PC : Si un 2 est épuisé parce qu'il a dépensé trop d'énergie à aider les autres, une intervention valide pourrait être de le convaincre de se reposer pour être plus aidant plus tard. Et cela marche. Il est assez aisé de faire accepter ce raisonnement à un 2 et il ralentit en conséquence. C'est une action psychologique efficace, mais cela utilise, valide et donc renforce la compulsion et est négatif sur la flèche ascendante de libération des automatismes de l'ego.

FC : Prenons un deuxième exemple. Si une personne souffre de problèmes de confiance en soi parce que dans son dialogue intérieur, elle ne cesse de se répéter : "Je suis stupide." Avec la PNL, un tel monologue intérieur peut être transformé en quelques minutes par : "Je suis OK." L'effet sur l'assurance quotidienne de la personne d'une telle intervention est positif, mais un automatisme a été remplacé par un autre.
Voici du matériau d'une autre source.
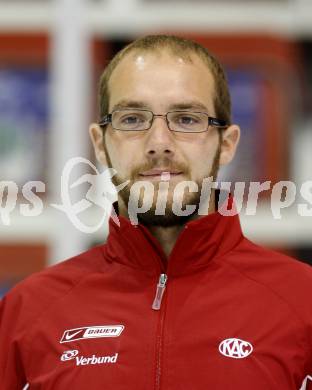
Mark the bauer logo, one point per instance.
(90, 360)
(235, 348)
(91, 332)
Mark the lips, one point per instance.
(159, 172)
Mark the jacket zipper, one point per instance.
(161, 286)
(160, 289)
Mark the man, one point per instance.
(179, 300)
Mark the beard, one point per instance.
(161, 200)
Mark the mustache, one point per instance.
(159, 164)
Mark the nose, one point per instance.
(159, 140)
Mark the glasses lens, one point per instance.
(191, 122)
(134, 120)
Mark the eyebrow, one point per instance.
(187, 105)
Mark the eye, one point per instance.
(132, 119)
(187, 120)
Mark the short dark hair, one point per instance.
(180, 47)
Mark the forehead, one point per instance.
(161, 79)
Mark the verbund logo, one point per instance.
(69, 355)
(235, 348)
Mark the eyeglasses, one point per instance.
(180, 121)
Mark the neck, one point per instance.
(167, 236)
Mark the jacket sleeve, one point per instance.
(12, 376)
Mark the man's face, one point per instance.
(162, 83)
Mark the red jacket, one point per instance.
(233, 315)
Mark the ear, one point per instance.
(229, 144)
(97, 137)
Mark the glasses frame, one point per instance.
(211, 121)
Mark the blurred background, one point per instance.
(51, 56)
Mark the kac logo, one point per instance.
(235, 348)
(69, 355)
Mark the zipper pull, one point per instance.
(160, 291)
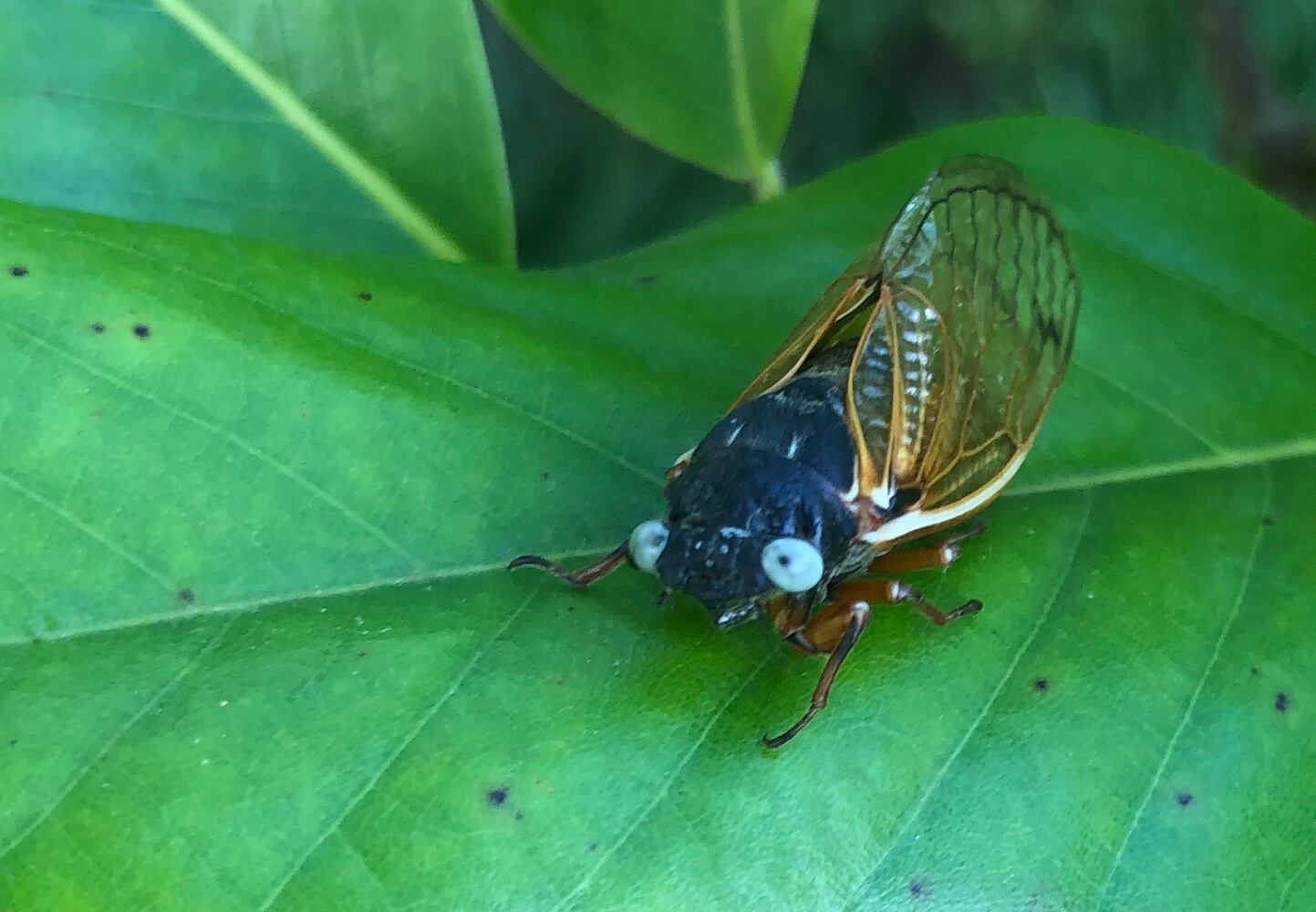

Sans être franchement négatif sur le plan spirituel, un tel traitement entérine le statu quo.

Nous insistons avec nos étudiants pour qu'ils conçoivent des interventions efficaces sur le plan psychologique ET libératrice sur le plan spirituel : donner des ressources dans le présent tout en facilitant le passage vers l'essence.

Bien entendu, cela ne signifie pas que le type d'interventions pris en exemple soit critiquable. Des urgences thérapeutiques peuvent amener à les choisir pour le confort ou la survie du client. Le thérapeute fait le meilleur choix au cas par cas en fonction des informations dont il dispose.